Now, lets get started with a simple example to show how the kernel retains data. Run the cell below (#cell 1).

In [0]:
#cell 1
#assign a value to a variable
x = 1
x

1

Notice how the value of "X" was output. This is because Jupyter will show the output if something valid is on the bottom of the cell. Now run #cell 2 and #cell 3 below:

In [0]:
#cell 2
x = 2

In [0]:
#cell 3
x

2

As you would expect, the output was "2" because the value of 2 was assigned to "x". Now run #cell 1 and #cell 3 OMITTING #cell 2. What was the output?
This behavior is part of the reason you need to be carefull with execution order in Jupyter to make sure you're not accidently changing your results.

# Python: Built in Types
As with any programming languages, it is important to understand the basic/most common ways that data is stored in the language. There are many types built into the Python standard library, but we will focus on some of the types I've used most often in my data analysis.
One feature of Python that makes it so powerful for quick interation is that it is a dynamically typed language. This means that you do not need to declare the type of a variable ahead of time. Also, you can assign a value of a different type to a variable without an issue

## String
Python has a single type that covers all character/string data. This type has may built in functions that can be very helpful. First, we will start by assigning a string to a variable. To let python know a value is a string, you can use single quotes '', double quotes "", or triple quotes """""". Triple quotes allow for multi line text, and are typically reserved for such cases.

In [0]:
first_name = 'David' #single quotes
last_name = "Smit" #double quotes
life_story = """
My life story is very short, 
but it doesn't mean it only takes 1 line.
"""

What if you want to know how long a string is? Use the len() function.

In [0]:
len(first_name)

5

If you want to lower all of the letters, capitilize all of the letters, or capitlize the first letter, there are functions for that too!

In [0]:
last_name.lower()

'smit'

In [0]:
last_name.upper()

'SMIT'

In [0]:
last_name.capitalize()

'Smit'

You may have noticed how the syntax was different between the len and lower/upper/capitalize. This is because len is a function, and lower/upper/captilize are methods. We will get into that a little bit more in the intermediate notebook. 

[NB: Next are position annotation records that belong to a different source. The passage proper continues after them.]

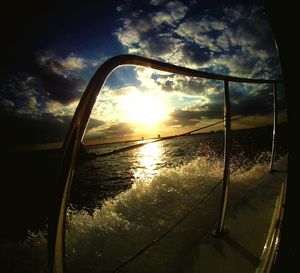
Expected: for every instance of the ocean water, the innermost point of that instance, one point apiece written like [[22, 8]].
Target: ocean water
[[121, 202]]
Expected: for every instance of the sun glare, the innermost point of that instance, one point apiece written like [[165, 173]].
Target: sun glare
[[144, 109]]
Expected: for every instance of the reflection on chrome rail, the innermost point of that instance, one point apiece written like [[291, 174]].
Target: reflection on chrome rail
[[72, 143]]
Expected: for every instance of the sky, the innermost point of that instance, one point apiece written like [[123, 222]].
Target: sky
[[51, 49]]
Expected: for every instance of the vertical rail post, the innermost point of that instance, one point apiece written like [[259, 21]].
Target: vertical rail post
[[219, 231], [275, 124]]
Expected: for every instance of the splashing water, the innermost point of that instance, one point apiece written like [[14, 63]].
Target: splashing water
[[126, 223]]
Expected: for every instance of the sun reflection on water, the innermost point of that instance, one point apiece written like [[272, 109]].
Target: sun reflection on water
[[149, 157]]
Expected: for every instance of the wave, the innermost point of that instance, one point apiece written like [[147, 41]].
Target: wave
[[126, 223]]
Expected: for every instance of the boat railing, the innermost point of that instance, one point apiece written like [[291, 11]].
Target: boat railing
[[74, 137]]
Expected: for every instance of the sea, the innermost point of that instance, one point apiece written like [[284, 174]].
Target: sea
[[123, 200]]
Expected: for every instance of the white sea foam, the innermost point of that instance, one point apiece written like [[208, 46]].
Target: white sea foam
[[125, 224]]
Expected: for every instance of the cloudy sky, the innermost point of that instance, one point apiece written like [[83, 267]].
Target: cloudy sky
[[52, 50]]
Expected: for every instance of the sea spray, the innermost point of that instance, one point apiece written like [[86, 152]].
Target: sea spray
[[126, 223]]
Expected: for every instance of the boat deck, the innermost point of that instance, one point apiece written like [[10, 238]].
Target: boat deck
[[253, 223]]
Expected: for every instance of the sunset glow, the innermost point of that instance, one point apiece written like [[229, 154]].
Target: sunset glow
[[143, 109]]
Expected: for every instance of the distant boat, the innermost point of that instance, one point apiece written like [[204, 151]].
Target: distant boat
[[253, 218]]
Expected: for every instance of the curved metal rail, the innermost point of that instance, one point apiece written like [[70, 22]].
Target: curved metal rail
[[56, 229]]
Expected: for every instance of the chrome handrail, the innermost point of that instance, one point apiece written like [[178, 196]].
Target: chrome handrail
[[73, 140]]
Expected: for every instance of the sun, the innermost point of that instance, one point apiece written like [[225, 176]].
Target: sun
[[144, 108]]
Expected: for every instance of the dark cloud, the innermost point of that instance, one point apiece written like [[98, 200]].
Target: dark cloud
[[194, 116], [94, 123], [119, 129], [61, 89], [260, 100], [26, 129], [60, 83], [195, 54]]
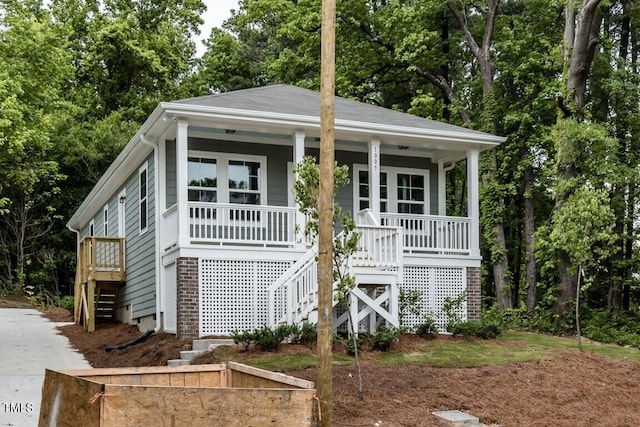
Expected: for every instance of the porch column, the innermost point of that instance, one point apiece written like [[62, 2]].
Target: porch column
[[374, 179], [442, 186], [473, 200], [442, 189], [182, 176], [298, 154]]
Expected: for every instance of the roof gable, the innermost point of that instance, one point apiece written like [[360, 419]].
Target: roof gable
[[293, 100]]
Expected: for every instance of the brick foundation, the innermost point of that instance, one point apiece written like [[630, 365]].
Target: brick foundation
[[187, 303], [473, 293]]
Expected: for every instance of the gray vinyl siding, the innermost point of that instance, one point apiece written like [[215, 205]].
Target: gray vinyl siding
[[140, 290], [170, 183], [277, 158]]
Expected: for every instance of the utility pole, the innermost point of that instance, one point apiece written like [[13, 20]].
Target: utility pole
[[325, 213]]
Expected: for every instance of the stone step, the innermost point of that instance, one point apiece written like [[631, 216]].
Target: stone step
[[211, 343], [458, 418], [189, 355], [178, 362]]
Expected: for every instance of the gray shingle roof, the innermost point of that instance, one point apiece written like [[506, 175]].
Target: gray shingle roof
[[286, 99]]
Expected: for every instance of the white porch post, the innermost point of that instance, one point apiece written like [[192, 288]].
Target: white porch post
[[442, 188], [182, 156], [298, 154], [473, 200], [374, 179]]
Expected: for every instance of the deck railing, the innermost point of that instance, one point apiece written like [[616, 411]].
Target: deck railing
[[294, 295], [241, 224], [431, 233], [101, 258]]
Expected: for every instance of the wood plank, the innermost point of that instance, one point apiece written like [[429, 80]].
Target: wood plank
[[211, 379], [204, 407], [145, 370], [69, 401], [192, 379], [270, 377], [155, 379], [176, 379]]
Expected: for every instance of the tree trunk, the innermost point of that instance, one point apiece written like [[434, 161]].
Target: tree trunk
[[325, 212], [580, 44], [482, 53], [529, 229]]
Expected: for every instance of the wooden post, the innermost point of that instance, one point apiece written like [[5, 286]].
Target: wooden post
[[325, 211], [90, 326]]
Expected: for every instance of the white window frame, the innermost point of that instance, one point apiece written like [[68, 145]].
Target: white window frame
[[222, 162], [143, 201], [392, 186], [105, 220]]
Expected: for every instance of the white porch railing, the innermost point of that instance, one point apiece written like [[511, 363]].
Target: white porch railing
[[241, 224], [294, 296], [431, 233]]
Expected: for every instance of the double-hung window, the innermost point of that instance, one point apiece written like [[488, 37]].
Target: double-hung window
[[226, 178], [402, 190], [203, 179]]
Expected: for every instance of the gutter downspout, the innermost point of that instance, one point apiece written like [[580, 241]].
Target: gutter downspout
[[144, 140], [77, 232]]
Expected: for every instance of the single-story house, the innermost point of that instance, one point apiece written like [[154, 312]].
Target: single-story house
[[194, 228]]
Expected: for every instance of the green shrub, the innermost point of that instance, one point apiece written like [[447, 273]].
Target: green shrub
[[245, 338], [477, 328], [618, 328], [306, 334], [353, 344]]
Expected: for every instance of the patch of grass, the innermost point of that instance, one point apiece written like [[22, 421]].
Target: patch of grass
[[511, 347], [548, 342], [463, 354]]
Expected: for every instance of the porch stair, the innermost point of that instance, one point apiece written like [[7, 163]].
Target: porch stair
[[198, 348], [377, 268]]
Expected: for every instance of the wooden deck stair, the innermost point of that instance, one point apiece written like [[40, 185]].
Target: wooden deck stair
[[100, 273]]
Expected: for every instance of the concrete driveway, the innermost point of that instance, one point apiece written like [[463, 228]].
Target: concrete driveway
[[29, 343]]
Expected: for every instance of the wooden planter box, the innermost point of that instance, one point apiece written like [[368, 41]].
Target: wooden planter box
[[228, 394]]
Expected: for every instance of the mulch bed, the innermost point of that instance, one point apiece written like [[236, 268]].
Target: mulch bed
[[571, 389]]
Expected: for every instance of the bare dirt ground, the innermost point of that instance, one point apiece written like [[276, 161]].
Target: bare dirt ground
[[572, 389]]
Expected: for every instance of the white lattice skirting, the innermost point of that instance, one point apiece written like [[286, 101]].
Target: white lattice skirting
[[233, 294], [434, 284]]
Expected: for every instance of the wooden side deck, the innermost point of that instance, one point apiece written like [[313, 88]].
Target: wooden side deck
[[99, 274]]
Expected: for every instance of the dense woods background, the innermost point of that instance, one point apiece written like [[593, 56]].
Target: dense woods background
[[559, 78]]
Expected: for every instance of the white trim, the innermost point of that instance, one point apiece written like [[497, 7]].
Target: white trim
[[222, 162], [122, 213], [392, 186], [182, 192], [374, 167], [105, 220], [473, 197], [143, 199], [275, 119]]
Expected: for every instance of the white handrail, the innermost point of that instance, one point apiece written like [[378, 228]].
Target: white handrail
[[432, 233], [238, 223], [295, 294]]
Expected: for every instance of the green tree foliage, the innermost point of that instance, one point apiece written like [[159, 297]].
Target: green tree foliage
[[33, 67]]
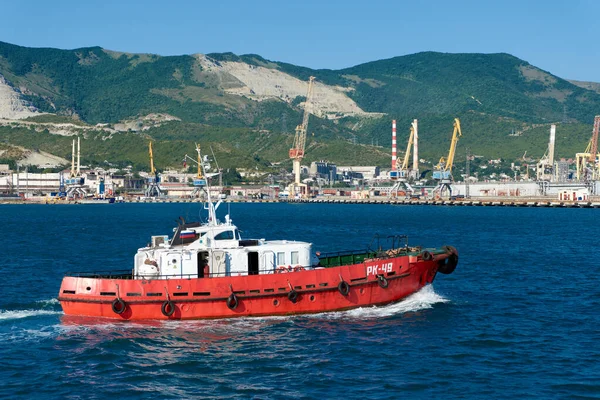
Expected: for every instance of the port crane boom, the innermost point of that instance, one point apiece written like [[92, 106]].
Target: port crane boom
[[443, 170], [297, 151], [152, 189], [446, 164], [589, 156], [400, 172], [404, 166]]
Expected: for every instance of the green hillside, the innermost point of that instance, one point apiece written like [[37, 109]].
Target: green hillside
[[505, 105]]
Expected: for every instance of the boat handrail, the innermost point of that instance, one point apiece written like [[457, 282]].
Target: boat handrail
[[119, 274]]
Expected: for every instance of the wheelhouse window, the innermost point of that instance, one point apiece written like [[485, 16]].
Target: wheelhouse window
[[281, 258], [227, 235]]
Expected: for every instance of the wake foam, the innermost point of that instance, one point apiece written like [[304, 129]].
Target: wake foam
[[19, 314], [422, 300]]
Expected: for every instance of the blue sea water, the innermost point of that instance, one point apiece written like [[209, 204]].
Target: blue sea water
[[519, 318]]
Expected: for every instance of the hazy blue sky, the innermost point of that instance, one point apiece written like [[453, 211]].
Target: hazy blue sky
[[561, 37]]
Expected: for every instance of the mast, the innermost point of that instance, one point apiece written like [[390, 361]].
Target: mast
[[78, 156], [209, 206], [73, 160]]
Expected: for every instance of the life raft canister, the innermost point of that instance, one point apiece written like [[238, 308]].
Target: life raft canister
[[448, 265], [232, 301], [382, 282], [344, 288], [293, 296], [118, 306], [167, 308]]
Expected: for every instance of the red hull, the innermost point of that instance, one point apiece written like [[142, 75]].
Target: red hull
[[370, 283]]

If you only have (1) value in square brackets [] after the variable, it will return the value at that index (starting at 0). So if you use 0 in the brackets, you'd get:

In [0]:
first_name[0]

'D'

If you use 1 in the brackets, you get:

In [0]:
first_name[1]

'a'

Now, we will try slicing with strings. Slicing can be used on many datatypes to pull out sections of the data quickly and easily. In the case of text, you can pull out a specific section of the text.
Slicing is done by putting square brackets [] behind a variable like finding the index, but you also include multiple values seperated by ":"

[start index:end_index:step]

If you ommit the value for step, it will default to 1. So to pull out indexes 0 to 2, you would do the following:

In [0]:
first_name[0:2]

'Da'

Notice how the output wasn't 'Dav', this is because the slice gets the values up to, but not including the index in the 2nd spot. You can also omit a value, which means it will default to the first or last index depending on which value is omitted. 

In [0]:
first_name[:2] #Begining up to index 2

'Da'

In [0]:
first_name[:3] #Begining up to index 3

'Dav'

In [0]:
first_name[1:] #From index 1 to end

'avid'

In [0]:
first_name[2:] #From index 2 to end

'vid'

You can also use a negative value. In the first position, this will index from the end for the starting point (2 indexes from the end). This can be very helpful.

In [0]:
first_name[-2:]

'id'

In [0]:
first_name[:-2]

'Dav'

The third value (step) can be used to index at a different increment other than 1. For example, if you use 2 in for the 3rd value, you will index through every other letter.

In [0]:
first_name[::2]

'Dvd'

You can also use a negative value to reverse the string.

In [0]:
first_name[::-1]

'divaD'

THe illustration below is a good reference to use for understanding how indexing works (the example is the string 'probe').
![alt text](https://cdn.programiz.com/sites/tutorial2program/files/python-list-index.png). 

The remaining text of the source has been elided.